22.10.2016, 14:49 Uhr | sid, t-online.de

HSV-Keeper René Adler schimpft: "Das kotzt mich an!". Gute Laune sieht anders aus: René Adler ist nach der 0:3-Heimniederlage gegen Eintracht Frankfurt stinksauer. (Quelle: imago/Jan Huebner)

Gute Laune sieht anders aus: René Adler ist nach der 0:3-Heimniederlage gegen Eintracht Frankfurt stinksauer. (Quelle: Jan Huebner/imago)

Dicke Luft beim HSV. Auf die deutliche 0:3 (0:1)-Heimniederlage gegen Eintracht Frankfurt hat der Hamburger Torhüter René Adler extrem gereizt reagiert. "Wir haben uns abschlachten lassen, anders kann man es nicht sagen", äußerte der Keeper sichtlich verärgert.

Schon während des Spiels stauchte er seine Mitspieler zusammen, hinterher schimpfte er wie ein Rohrspatz. "Ich habe keinen Bock, mich nach jedem Spiel auspfeifen zu lassen, das kotzt mich an. Wir haben alles vermissen lassen, was man braucht, um in der Bundesliga zu gewinnen", fauchte der Torhüter.

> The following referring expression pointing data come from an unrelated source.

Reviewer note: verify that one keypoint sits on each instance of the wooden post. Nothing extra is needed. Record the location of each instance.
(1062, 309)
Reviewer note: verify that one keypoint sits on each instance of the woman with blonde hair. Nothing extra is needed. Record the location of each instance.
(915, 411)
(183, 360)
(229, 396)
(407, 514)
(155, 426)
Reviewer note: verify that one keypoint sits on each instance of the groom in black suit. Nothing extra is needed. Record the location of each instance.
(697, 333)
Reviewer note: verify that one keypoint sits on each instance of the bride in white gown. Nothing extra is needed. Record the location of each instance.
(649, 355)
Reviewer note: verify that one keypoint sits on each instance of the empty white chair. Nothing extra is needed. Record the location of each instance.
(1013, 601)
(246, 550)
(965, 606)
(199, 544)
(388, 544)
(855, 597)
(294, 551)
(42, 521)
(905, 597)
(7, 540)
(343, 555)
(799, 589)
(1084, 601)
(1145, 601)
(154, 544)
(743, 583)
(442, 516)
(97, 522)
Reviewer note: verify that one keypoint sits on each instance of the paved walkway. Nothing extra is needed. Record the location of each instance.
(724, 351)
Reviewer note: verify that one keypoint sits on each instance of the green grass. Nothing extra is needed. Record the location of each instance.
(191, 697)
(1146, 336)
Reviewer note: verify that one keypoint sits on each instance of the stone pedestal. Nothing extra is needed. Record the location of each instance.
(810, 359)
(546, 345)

Die Hanseaten warten nach dieser Blamage weiterhin auf den ersten Saisonsieg, seit 572 Minuten haben sie das gegnerische Tor nicht getroffen. Dafür erzielte Lewis Holtby beim Heimspiel-Debüt des neuen Trainers Markus Gisdol in der 35. Minute ein Eigentor, die weiteren Tore für die Hessen schossen Shani Tarashaj (60.) und Haris Seferovic (69.).

Gisdol: "Mannschaft trifft falsche Entscheidungen"

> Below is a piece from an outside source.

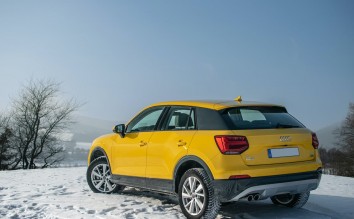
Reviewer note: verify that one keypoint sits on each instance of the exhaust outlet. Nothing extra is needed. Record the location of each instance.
(256, 197)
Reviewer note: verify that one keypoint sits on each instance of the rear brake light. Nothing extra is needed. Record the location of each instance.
(231, 144)
(315, 142)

Gisdol versuchte sich nach dem Spiel an einer eher nüchternen Analyse der von einem Pfeifkonzert der HSV-Fans begleiteten Heimniederlage: "Die Mannschaft trifft unter Druck die falschen Entscheidungen. Momentan geht schon durch Kleinigkeiten die Stabilität verloren."

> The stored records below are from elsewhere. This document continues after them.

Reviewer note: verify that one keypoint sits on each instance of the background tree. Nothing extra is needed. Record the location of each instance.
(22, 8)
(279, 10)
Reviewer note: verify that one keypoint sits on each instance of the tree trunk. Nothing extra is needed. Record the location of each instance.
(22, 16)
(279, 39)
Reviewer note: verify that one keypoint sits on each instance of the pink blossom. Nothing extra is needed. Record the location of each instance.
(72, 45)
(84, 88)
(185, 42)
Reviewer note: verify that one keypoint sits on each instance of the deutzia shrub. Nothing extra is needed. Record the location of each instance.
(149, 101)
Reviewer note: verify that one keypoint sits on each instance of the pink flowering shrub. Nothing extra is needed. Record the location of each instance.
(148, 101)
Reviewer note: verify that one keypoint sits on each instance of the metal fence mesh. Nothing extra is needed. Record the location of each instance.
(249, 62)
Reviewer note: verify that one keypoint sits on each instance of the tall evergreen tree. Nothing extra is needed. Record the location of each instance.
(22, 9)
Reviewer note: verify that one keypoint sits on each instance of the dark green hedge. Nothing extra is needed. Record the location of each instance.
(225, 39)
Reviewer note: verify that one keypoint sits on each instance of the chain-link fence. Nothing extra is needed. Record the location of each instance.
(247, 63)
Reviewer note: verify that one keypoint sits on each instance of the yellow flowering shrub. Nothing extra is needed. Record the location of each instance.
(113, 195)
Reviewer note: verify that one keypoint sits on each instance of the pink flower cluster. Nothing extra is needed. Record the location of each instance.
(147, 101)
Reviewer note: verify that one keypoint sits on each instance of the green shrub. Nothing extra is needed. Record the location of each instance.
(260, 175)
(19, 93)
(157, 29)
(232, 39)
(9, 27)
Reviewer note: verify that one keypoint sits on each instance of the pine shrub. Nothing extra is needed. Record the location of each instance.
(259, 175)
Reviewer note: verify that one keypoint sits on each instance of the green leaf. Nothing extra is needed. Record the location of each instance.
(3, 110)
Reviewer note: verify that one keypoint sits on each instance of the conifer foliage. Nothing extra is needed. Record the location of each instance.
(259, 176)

52.258 Fans hatten im Volkspark ihren HSV zunächst mit Schlachtrufen und überdimensionalen Spruchbändern wie "Voran HSV" unterstützt. Nach dem dritten Tor verließen die Anhänger dann aber in Scharen das Stadion, schmissen volle Bierbecher und pfiffen. Nach Schlusspfiff zeigten die Anhänger den Profis demonstrativ den Rücken.